Stringendosi il cappotto blu entra nel grande edificio. I lunghi capelli biondi le volavano negli occhi.
Dopo essersi messa il camice, sale le numerose scale che portano all'ufficio del suo capo, un uomo non molto comprensivo. Da settimane cercava di incontrare un nuovo ospite. Voleva scrivere un libro su di lui. La affascinava. Voleva studiarlo e riuscire a capire in fondo quello che lo ha trasformato nel nostro del Joker. Sapeva che questa era la volta buona, il capo le aveva telefonato la sera prima che avrebbe ricevuto una sorpresa e così fu.
"Vuole vedermi?" Esclama sbattendo le porte dietro di se.
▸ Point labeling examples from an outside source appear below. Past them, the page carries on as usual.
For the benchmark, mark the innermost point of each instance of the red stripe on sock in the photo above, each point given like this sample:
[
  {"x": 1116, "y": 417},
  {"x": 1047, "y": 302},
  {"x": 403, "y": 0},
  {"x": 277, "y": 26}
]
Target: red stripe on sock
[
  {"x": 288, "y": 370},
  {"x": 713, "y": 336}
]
"Si. Abbiamo compiuto varie analisi e molti esperti hanno deciso che il paziente Zero è pronto a ricevere visite faccia a faccia. Quindi si puoi incontrarlo quando vuoi"
"Grazie mille, non si pentirà. Uscirà un bellissimo libro. Grazie ancora" nella sua voce traspare quel raro entusiasmo che solo poche volte si lascia fuggire.
Si sente così eccitata all'idea di poter parlare con quell'uomo, se si può definire tale, che le mani le tremano. Trascorre il resto della mattinata nel suo piccolo ufficio a leggere svogliatamente fascicoli di altri pazienti e compilando moduli per conoscere Mr J. Ogni dieci minuti si appunta nel taccuino delle domande da poter rivolgerli, utili per la sua opera.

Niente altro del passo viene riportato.